Вообще-то не принято как-то, чтобы молодые женщины ходили молиться в вайбэршул[77] всякий день. Новоявленная Эстер-Крейндл каждое утро туда направлялась, в руках держа сидэр и тхинэс[78]. На рошхойдэш[79], в канун Йом Кипура она появлялась там вместе с матронами в годах, а в месяц элул и в месяц нисан, в дни, когда по обычаю люди навещают родительские могилы, Эстер-Крейндл вторая, безутешно распластавшись на холмике земли, где лежала первая Эстер-Крейндл, давилась слезами, голосила и просила прощения, а люди вокруг стояли и смотрели, как покойница пришла плакать и молиться с «Майнэ-лошн»[80] в руках над своей же могилой…

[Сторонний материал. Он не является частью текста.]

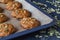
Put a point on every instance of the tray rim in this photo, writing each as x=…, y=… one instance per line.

Время шло, Зорах Липовэр состарился, здоровьем стал слаб и всю торговлю передал в руки жены: сын его был, как сказано, к делу этому неспособен. Но поскольку женщина – это все-таки женщина, и не может она во всем заменить мужчину, – основная часть сделок легла на плечи вечно бодрого Мэйер-Зисла. Он уволил прислугу и старых работников и нанял в хозяйство новых, молодых. Дело поставил на широкую ногу, и если реб Зорах Липовэр, бывало, кланялся каждому помещику, сгибал спину перед что ни есть завалящим господинчиком, то Мэйер-Зисл сам надел господский кафтан и соболиную шапку, обедал с высокими чинами, пил вино с ними и ходил на охоту. И называли его уже не Мэйер-Зисл, но «господин посессор». Эстер-Крейндл, правда, не раз ему выговаривала: негоже, дескать, еврею так забываться – это вызывает досаду у гойим, да и деньгами сорить не резон. Но Мэйер-Зисл и ухом, бывало, не поведет. Потом перестал заходить к Рейцэ в спальню, а злые языки распустили слух, что вроде шашни завел он с графиней Замойской.
Мэйер-Зисл поздно вставал по утрам, выпивал натощак бокал вина. Люльку только с янтарным курил мундштуком и серебряной крышечкой. Когда пьян бывал – разбрасывал мелкие деньги крестьянам, точно истинный граф. Ездил верхом или усаживался в колэс, в шикарную карету, запряженную в шестерку цугом. Сыновей своих он отправил учиться в Падую. Дочерей повыдавал за магнатских сынков из Богемии. В бэйскнесэс он ходил только на Йомим-нэроим. Как-то раз он повздорил с одним дворецким из-за распутной некой нэкейвы, и оба ушли на луг с пистолетами. И Мэйер-Зисл весьма ловко вогнал тому пулю под дых.
К этому времени Зорах Липовэр лежал уже на смертном одре, а Эстер-Крейндл, не отходя ни на шаг, проводила ночи у его изголовья. Умирал Зорах долго и тяжело, а когда все было кончено, Эстер-Крейндл всем телом упала на мертвого, вцепилась в него и никак не давала убрать. И явившимся из хэврэ-кэдишэ силой, да, силой пришлось ее оттащить.